The National Transportation Safety Board temporarily shut down public access to its docket system after discovering that AI technology had been used to recreate the voices of pilots killed in a UPS plane crash. The voices, generated using publicly available spectrogram data from the accident investigation, began circulating online, prompting the agency to restrict access to protect the integrity of ongoing investigations and comply with federal privacy laws.

Federal law prohibits the NTSB from including cockpit audio recordings in its public docket system, which normally contains extensive investigative data. However, the accident docket for UPS Flight 2976, which crashed in Louisville, Kentucky, included a spectrogram file of the cockpit voice recorder. A spectrogram is a visual representation that uses mathematical processes to convert audio frequencies into an image format.

Scott Manley, a popular YouTuber known for content combining physics, astronomy, and video games, pointed out on social media platform X that the megabytes of data encoded in the spectrogram image could potentially be used to reconstruct the original audio.
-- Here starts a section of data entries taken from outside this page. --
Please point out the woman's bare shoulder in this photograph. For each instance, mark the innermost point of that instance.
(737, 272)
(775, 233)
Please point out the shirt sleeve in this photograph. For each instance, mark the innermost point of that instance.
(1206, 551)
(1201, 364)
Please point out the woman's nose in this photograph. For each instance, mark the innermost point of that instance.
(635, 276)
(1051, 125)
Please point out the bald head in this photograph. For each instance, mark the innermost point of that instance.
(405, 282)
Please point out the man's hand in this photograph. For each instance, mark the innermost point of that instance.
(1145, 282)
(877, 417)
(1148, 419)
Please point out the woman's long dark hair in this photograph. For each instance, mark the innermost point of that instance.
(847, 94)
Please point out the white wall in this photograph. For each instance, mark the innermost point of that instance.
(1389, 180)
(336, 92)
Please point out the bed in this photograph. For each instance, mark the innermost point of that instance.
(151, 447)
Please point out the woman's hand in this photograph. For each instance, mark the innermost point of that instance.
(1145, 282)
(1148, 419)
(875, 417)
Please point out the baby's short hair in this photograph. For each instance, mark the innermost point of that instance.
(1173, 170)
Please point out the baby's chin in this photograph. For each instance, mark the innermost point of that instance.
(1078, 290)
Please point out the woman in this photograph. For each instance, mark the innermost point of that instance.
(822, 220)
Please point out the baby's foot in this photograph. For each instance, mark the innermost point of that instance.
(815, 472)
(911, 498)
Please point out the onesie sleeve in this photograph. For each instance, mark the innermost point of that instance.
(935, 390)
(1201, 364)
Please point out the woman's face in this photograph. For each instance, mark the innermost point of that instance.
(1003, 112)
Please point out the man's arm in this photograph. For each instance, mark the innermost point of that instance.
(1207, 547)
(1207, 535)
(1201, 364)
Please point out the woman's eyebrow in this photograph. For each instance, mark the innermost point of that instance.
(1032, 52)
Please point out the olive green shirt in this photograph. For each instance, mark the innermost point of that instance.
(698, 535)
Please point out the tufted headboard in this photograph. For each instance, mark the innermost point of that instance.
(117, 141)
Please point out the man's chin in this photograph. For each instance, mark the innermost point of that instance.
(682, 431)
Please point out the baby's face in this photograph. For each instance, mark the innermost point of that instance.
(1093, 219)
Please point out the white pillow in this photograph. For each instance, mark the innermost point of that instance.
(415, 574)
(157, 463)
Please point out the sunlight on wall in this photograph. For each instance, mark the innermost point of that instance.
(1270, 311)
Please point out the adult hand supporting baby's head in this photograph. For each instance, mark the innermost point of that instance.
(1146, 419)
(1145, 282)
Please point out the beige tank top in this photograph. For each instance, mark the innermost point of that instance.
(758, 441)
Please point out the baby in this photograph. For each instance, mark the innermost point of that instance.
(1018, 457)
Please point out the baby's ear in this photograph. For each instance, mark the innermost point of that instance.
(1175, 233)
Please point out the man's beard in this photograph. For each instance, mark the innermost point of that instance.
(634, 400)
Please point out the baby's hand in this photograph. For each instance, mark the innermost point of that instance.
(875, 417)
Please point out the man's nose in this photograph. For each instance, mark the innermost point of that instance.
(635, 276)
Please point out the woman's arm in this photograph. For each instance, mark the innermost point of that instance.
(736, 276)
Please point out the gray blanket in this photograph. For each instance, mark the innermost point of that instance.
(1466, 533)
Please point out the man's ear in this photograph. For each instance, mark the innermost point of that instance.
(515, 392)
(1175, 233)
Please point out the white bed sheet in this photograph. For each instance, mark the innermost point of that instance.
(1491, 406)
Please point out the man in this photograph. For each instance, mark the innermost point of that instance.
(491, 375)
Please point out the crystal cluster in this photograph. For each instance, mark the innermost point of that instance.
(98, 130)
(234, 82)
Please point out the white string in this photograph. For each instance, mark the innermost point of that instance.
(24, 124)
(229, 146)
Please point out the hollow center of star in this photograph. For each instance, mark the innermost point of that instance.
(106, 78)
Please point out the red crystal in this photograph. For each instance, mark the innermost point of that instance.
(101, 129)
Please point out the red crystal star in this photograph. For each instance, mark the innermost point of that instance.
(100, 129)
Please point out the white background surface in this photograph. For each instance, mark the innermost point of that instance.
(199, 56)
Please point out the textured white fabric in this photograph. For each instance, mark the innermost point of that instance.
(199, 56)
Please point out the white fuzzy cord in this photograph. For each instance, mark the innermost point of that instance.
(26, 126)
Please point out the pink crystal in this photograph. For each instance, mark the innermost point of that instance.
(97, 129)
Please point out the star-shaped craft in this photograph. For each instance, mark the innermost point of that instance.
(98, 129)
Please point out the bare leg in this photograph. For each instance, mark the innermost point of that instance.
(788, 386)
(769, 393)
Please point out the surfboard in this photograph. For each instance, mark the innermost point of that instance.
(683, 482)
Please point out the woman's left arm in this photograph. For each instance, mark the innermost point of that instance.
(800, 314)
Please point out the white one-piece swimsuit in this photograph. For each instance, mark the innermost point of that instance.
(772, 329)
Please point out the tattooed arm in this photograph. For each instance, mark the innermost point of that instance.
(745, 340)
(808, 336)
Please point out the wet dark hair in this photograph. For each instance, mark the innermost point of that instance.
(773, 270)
Users then took the spectrogram along with the publicly available transcript and used AI tools including Codex to generate approximations of the cockpit voice recorder audio, according to posts on social media.

The NTSB restored public access to its docket system on Friday but kept 42 investigations closed pending review, including the one related to Flight 2976. The incident highlights the growing challenges that aviation safety agencies face as AI technology advances, making it increasingly difficult to prevent the reconstruction of audio that federal regulations are meant to keep confidential.